The lower exposure and shorter time above a certain target level of rFIXFc compared with the other EHL-FIX concentrates could indicate that higher rFIXFc doses or shorter dosing intervals are necessary with this concentrate especially for patients that require higher FIX trough levels or patients that require higher FIX activity levels for physical activities. However, it must be taken into account that the characteristic FIX activity level versus time profile of rFIXFc—with a rapid decreasing FIX activity level during the distribution phase and a slower decrease during the elimination phase—is possibly a result of extravascular FIX binding with collagen IV [27]. Just as for rFIX, rFIXFc distribution is not limited to the plasma, and the PK curve displays a rapid distribution to the extravascular compartment [15, 26]. In comparison, studies have observed that N9-GP mostly remains in plasma compartment, as the PEG moiety of N9-GP possibly reduces distribution to extravascular space [21, 28]. These differences in distribution are also illustrated by the fact that rFIX and rFIXFc are both described by three compartment models, while the PK of N9-GP and rIX-FP are described by one and two compartment models [15,16,17]. Several non-clinical studies have indicated that extravascular FIX plays a clinically relevant role in hemostasis, but the full extent of this pharmacodynamic effect is yet to be discovered [27, 29, 30]. Although annual bleeding rates (ABR) are not directly comparable, similar median and interquartile ranges of ABR were observed in clinical studies for rFIXFc in adult hemophilia B patients after weekly prophylaxis with similar doses (2.3, IQR 0.44–3.76; median dose 49.5 IU/kg) compared with rIX-FP (1.58, IQR: 0.00–4.06; median dose 40.3 IU/kg) and N9-GP (1.04, IQR 0.00–4.00; median dose 40 IU/kg) [31,32,33]. This may indicate that the hemostatic efficacy of rFIXFc is more or less similar despite lower FIX activity levels. As a result, the pharmacodynamic properties (“intrinsic efficacy”) of rFIXFc may be different from N9-GP and rIX-FP.
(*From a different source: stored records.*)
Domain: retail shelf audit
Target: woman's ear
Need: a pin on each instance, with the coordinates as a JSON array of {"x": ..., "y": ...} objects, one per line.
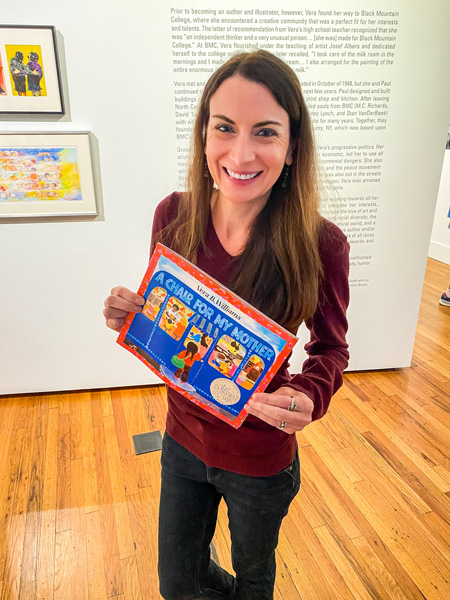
[{"x": 290, "y": 154}]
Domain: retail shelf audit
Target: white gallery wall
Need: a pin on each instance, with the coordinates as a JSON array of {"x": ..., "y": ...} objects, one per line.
[
  {"x": 373, "y": 73},
  {"x": 440, "y": 237}
]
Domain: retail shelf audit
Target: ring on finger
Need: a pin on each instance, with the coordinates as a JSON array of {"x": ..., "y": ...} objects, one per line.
[{"x": 293, "y": 405}]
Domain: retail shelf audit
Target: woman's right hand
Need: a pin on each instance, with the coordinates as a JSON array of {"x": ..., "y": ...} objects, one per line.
[{"x": 119, "y": 304}]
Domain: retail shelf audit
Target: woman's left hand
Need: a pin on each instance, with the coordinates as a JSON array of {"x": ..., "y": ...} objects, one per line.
[{"x": 275, "y": 409}]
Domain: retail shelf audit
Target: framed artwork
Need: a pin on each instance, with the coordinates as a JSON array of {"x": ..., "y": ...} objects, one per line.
[
  {"x": 30, "y": 80},
  {"x": 46, "y": 174}
]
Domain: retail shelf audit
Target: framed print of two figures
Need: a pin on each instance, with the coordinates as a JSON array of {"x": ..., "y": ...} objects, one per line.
[{"x": 30, "y": 80}]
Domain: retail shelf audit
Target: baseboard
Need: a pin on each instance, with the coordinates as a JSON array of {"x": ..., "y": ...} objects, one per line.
[{"x": 440, "y": 252}]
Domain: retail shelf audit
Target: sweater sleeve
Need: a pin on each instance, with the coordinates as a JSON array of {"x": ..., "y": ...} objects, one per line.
[
  {"x": 327, "y": 348},
  {"x": 165, "y": 213}
]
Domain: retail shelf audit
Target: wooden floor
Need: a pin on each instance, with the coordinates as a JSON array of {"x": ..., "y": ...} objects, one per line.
[{"x": 78, "y": 509}]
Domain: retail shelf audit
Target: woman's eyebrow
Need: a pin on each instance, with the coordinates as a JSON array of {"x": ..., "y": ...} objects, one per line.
[{"x": 260, "y": 124}]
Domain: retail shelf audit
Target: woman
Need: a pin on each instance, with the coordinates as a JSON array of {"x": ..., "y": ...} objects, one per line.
[{"x": 258, "y": 231}]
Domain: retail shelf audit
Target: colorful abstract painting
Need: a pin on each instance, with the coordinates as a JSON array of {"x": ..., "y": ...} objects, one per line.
[
  {"x": 39, "y": 174},
  {"x": 26, "y": 70},
  {"x": 2, "y": 79}
]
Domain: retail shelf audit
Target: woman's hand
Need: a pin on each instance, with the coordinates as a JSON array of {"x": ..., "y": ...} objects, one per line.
[
  {"x": 119, "y": 304},
  {"x": 275, "y": 409}
]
Since this study was performed in silico and used the published population PK models, the results can only be interpreted for a study population similar to the population on which the PK models were originally built. Therefore, the presented results reflect PK parameters for patients from 21 to 65 years and from 57.3 to 90 kg. Furthermore, the blood sampling schemes used for data collection of the population PK models may have influenced the PK properties, as prolonged FIX sampling increases the obtained terminal half-life [34, 35]. Additionally, it is important to realize that varying one-stage assays with varying activators have been applied in population PK studies performed by pharmaceutical companies and in clinical reports, which may additionally contribute to the found differences. Finally, it is important that the presented study results are based on simulations and should be interpreted with caution. Collection of real-world clinical data from patients is still essential, as for instance inter-patient (PK) variability may deviate in the clinical setting. Therefore, it is recommended to perform follow up clinical studies in which concentrates are compared using for instance a cross-over design.

Conclusion

The simulations in this study show that PK properties of the novel EHL-FIX concentrates differ. Despite the comparable terminal half-lives that were obtained for the investigated EHL-FIX concentrates, different AUCs and different time intervals above a specific FIX activity level were obtained. This study gives insight into specific PK properties of the EHL-FIX concentrates and may therefore support FIX concentrate selection and determination of dosing regimens in the real-life setting of daily hemophilia care. However, to fully unravel the effect of the EHL-FIX concentrates on hemostatic efficacy in hemophilia B, further research exploring the dose and PK-pharmacodynamic relationship is warranted.